If the new long-acting injectable HIV prevention drug Apretude (cabotegravir) increases overall pre-exposure prophylaxis (PrEP) use by 25%, it could lower the rate of new diagnoses among men who have sex with men by up to half by 2030, according to data presented at the Conference on Retroviruses and Opportunistic Infections (CROI 2022)
Such reductions will be essential if the Ending the HIV Epidemic plan is to be successful. But the models suggest that the impact would be lower in areas such as Georgia, the state with the highest lifetime risk of HIV.
Ruchita Balasubramanian, MD, of the Johns Hopkins School of Public Health, and colleagues used an HIV epidemiology algorithm developed by Johns Hopkins to run models of how the epidemic would change in 32 communities as uptake of Apretude increased. The communities included the San Francisco Bay Area, Seattle, Atlanta, Washington, DC, Cleveland and Austin, among others. All these areas receive additional funds from the Centers for Disease Control and Prevention (CDC) as part of the Ending the HIV Epidemic plan.
Balasubramanian’s team ran 1,000 simulations for each location, measuring how their HIV epidemics might change, depending on how many additional people started taking Apretude or HIV prevention pills. These included people who switched from daily or on-demand oral PrEP to Apretude as well as those who started PrEP anew on using either injections or pills.
Even if nothing changes, current trends suggest that PrEP use would increase by anywhere from 6% in Sacramento to 25% in New York City. According to the model, that would result in a 19% drop in new HIV cases. But if oral or injectable PrEP use grew by 10% in every jurisdiction, new transmissions would drop by 33%. With an increase of 25% across the board, new cases would drop by half.
But those numbers mask inequities by location. For instance, even without the addition of long-acting PrEP, it appears that the San Francisco Bay Area would see its transmission rate drop by 35%. But if use of both long-acting and oral PrEP grows by 10%, new HIV transmissions would drop by half. With a 25% increase in injectable and oral PrEP, the reduction would be 67%.
However, in the Atlanta metro area, new transmissions would drop by just 10% if nothing else changes. If use of PrEP—both long-acting injectables and pills—increased by 10% by 2030, new HIV transmissions would drop by just 23%. It would take a 25% increase in PrEP use to reach a 40% reduction. That’s a lower level of HIV prevention even with much more PrEP use in Atlanta than there would be for just a 10% increase in in San Francisco.

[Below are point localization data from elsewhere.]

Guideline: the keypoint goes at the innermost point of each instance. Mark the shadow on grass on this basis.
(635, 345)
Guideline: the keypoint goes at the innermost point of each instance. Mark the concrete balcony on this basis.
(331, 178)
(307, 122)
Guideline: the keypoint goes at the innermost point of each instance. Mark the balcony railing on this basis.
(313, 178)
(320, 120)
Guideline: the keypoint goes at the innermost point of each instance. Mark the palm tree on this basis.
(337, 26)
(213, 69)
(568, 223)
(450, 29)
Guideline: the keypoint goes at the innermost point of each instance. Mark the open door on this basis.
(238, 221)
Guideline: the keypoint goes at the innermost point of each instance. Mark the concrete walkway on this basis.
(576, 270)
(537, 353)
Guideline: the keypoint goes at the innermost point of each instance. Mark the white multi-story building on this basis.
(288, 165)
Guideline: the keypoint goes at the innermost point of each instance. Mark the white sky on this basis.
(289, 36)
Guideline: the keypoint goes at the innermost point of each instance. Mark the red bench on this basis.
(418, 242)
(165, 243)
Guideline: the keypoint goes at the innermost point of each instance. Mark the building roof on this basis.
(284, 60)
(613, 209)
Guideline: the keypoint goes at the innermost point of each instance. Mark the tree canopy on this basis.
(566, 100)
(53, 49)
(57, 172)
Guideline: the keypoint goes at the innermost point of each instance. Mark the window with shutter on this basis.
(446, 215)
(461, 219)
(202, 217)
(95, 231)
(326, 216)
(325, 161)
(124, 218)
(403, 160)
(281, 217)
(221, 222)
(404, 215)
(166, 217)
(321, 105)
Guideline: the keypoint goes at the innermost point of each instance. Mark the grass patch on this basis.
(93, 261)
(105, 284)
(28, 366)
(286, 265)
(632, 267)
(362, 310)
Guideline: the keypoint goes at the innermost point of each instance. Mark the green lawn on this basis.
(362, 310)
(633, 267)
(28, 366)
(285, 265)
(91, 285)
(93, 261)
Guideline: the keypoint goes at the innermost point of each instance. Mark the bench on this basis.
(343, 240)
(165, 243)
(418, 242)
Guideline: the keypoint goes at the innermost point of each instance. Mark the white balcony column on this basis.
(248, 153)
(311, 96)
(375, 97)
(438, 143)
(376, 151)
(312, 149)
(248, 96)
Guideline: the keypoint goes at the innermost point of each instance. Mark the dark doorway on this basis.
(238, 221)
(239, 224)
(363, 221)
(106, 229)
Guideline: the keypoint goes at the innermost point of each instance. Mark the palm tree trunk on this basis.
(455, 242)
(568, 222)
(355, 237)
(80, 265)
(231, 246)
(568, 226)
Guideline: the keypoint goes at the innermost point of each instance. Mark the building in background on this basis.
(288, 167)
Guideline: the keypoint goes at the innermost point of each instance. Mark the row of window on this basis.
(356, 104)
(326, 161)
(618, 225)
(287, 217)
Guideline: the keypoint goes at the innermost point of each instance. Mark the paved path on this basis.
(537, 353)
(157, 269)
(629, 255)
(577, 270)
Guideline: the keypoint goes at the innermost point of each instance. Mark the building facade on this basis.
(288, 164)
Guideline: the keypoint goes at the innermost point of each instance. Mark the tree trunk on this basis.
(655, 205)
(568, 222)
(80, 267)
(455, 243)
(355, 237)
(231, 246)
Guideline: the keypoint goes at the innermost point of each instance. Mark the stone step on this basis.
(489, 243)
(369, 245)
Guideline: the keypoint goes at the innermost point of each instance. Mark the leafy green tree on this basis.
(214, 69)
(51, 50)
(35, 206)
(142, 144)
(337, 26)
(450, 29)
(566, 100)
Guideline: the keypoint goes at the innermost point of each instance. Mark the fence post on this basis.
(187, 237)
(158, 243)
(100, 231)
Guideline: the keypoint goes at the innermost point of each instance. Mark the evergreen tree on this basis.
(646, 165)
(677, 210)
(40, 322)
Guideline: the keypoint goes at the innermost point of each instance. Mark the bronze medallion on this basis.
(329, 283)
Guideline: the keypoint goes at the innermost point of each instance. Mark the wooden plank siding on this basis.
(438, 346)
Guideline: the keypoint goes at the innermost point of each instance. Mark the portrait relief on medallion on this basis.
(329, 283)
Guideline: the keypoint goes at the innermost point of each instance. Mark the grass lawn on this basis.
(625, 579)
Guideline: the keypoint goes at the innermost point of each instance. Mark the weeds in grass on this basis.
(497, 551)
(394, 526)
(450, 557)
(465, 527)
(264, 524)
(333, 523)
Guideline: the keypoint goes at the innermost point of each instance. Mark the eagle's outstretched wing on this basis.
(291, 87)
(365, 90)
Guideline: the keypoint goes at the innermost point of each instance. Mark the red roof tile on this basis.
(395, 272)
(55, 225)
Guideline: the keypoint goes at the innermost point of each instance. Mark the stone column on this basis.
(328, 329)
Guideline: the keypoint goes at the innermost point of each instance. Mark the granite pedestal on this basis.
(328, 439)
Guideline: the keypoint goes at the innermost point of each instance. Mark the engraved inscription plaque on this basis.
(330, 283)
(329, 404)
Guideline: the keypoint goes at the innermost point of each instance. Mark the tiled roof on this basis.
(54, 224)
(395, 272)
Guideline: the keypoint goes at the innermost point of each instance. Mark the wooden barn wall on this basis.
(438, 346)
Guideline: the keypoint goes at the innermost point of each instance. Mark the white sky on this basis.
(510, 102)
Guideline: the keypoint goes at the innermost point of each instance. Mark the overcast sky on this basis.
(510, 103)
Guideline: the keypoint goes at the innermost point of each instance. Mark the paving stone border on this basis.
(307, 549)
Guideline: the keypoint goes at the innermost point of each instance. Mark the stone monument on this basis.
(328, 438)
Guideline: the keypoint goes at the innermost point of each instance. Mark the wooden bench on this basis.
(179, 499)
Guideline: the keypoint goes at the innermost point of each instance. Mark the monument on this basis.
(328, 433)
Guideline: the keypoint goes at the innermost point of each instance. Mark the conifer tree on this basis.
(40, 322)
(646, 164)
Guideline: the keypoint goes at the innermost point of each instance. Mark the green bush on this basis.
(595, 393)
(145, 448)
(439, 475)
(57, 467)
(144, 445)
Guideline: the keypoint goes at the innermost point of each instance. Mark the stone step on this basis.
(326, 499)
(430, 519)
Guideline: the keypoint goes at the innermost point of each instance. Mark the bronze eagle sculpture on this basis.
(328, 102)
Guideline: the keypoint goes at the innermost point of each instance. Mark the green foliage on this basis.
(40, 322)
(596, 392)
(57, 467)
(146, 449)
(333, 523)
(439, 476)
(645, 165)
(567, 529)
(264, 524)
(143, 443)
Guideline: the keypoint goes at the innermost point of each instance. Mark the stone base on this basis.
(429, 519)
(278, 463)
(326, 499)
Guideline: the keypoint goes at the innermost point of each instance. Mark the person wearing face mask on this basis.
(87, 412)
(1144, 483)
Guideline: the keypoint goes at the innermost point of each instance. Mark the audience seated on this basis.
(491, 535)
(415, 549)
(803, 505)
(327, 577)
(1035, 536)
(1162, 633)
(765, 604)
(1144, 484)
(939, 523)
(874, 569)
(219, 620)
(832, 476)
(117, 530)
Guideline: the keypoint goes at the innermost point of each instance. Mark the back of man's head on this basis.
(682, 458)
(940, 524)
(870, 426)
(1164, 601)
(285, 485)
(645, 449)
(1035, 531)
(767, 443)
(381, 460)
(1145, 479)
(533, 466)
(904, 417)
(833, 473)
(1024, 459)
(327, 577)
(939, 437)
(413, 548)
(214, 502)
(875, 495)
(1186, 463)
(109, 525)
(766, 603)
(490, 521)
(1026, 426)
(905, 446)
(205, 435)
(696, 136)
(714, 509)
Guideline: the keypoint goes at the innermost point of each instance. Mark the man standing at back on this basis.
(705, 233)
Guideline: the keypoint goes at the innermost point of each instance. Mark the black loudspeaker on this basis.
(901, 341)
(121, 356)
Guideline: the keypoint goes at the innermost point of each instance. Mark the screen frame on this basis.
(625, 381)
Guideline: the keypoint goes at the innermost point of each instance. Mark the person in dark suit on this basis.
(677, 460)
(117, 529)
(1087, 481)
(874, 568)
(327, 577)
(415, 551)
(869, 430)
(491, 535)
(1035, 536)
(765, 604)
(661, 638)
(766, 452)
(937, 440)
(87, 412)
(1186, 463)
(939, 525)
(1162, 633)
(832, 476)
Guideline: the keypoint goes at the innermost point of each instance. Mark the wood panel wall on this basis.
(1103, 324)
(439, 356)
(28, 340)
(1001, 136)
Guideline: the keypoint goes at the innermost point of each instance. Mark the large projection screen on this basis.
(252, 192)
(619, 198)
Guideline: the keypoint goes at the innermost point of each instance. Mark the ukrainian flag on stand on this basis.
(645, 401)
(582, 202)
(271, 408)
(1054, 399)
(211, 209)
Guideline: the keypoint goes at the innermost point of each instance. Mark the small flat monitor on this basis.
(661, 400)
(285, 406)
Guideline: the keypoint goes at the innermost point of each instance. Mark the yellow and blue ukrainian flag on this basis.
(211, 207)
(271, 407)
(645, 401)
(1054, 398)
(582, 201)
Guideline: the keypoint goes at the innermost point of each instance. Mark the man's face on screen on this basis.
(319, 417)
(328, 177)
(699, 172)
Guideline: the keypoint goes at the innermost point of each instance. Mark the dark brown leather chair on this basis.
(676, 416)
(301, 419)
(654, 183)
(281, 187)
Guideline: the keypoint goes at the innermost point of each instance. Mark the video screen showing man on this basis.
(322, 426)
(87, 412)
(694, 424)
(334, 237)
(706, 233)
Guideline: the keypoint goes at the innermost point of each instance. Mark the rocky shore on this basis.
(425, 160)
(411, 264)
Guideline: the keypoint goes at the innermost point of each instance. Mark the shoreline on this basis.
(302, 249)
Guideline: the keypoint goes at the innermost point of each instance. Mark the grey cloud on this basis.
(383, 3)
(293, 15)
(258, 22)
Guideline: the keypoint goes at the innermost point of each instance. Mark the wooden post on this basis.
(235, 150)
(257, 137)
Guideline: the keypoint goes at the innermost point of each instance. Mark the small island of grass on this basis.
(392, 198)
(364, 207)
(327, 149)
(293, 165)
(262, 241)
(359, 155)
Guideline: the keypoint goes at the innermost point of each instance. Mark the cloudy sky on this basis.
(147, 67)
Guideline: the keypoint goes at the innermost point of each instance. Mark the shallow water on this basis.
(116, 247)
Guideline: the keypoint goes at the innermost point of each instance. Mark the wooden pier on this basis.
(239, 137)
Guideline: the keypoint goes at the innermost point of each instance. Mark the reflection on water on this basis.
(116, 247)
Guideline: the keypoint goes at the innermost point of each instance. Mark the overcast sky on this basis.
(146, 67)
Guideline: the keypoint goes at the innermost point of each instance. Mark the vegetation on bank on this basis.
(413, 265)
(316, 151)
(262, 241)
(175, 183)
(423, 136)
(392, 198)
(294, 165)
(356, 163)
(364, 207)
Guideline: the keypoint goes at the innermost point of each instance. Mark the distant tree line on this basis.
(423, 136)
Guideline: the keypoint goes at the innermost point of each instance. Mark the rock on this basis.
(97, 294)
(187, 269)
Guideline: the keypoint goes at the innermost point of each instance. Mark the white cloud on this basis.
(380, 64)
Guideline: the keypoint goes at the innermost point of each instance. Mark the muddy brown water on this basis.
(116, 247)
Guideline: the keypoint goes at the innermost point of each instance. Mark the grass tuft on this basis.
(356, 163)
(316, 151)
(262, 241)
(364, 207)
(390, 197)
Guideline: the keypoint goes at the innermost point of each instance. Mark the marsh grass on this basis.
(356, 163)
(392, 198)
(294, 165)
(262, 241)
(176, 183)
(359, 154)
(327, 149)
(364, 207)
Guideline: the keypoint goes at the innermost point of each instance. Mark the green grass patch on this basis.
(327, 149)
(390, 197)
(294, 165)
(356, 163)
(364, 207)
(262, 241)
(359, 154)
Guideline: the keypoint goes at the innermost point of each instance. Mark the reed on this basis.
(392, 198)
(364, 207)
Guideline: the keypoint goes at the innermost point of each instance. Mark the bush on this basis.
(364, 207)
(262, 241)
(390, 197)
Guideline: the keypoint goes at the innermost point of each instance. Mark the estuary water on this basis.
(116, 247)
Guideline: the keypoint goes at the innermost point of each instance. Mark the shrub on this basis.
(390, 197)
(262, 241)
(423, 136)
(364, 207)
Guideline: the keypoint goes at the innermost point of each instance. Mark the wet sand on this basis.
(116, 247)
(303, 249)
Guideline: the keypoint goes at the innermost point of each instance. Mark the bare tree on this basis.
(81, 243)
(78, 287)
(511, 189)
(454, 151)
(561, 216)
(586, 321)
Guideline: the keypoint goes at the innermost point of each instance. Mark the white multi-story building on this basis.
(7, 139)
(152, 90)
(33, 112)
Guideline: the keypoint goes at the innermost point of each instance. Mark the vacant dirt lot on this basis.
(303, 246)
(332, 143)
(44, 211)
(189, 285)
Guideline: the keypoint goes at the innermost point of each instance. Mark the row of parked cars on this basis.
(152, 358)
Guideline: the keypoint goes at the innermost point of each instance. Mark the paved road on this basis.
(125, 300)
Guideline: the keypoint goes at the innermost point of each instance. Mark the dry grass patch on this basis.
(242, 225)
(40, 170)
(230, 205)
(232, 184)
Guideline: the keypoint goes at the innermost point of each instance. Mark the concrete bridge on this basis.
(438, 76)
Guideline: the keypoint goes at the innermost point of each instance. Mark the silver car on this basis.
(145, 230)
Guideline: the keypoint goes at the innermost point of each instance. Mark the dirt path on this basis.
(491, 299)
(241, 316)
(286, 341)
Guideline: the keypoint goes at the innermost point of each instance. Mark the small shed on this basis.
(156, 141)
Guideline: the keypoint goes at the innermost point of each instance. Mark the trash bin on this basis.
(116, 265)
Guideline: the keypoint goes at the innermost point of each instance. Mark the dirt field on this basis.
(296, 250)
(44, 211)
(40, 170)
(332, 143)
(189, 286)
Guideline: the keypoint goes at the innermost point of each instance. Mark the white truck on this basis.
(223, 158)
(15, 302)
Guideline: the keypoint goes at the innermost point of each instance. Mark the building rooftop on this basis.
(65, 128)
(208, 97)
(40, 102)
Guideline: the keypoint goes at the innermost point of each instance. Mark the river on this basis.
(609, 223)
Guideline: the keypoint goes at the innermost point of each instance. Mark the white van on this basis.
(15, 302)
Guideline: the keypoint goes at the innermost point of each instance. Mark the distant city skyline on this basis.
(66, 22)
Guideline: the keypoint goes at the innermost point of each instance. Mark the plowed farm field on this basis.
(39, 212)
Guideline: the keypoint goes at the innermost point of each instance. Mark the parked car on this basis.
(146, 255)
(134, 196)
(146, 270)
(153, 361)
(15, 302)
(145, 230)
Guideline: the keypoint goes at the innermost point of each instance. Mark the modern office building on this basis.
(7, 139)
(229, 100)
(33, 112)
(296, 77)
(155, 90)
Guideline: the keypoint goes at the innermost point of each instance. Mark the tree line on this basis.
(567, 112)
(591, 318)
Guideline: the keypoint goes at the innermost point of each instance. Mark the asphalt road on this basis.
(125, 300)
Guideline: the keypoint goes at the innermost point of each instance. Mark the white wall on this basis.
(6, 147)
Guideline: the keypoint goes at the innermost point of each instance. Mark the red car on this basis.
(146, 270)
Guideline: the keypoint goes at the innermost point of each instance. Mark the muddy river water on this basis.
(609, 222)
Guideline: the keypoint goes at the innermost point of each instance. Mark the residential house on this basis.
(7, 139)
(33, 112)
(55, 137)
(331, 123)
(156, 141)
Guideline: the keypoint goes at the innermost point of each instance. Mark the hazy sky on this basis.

And it didn’t appear that the greater effectiveness of Apretude itself would be the driving factor in the drop in HIV cases. Instead, it was simply increased use of any form of PrEP, regardless of the mode of administration.
“The greatest potential impact of [long-acting injectable] PrEP is in the expansion of total PrEP uptake in conjunction with oral PrEP,” wrote Balasubramanian and colleagues. “Nevertheless, availability of [long-acting injectable] PrEP alone, without improvements in the HIV continuum of care, is unlikely to achieve reductions in line with [Ending the HIV Epidemic] goals.”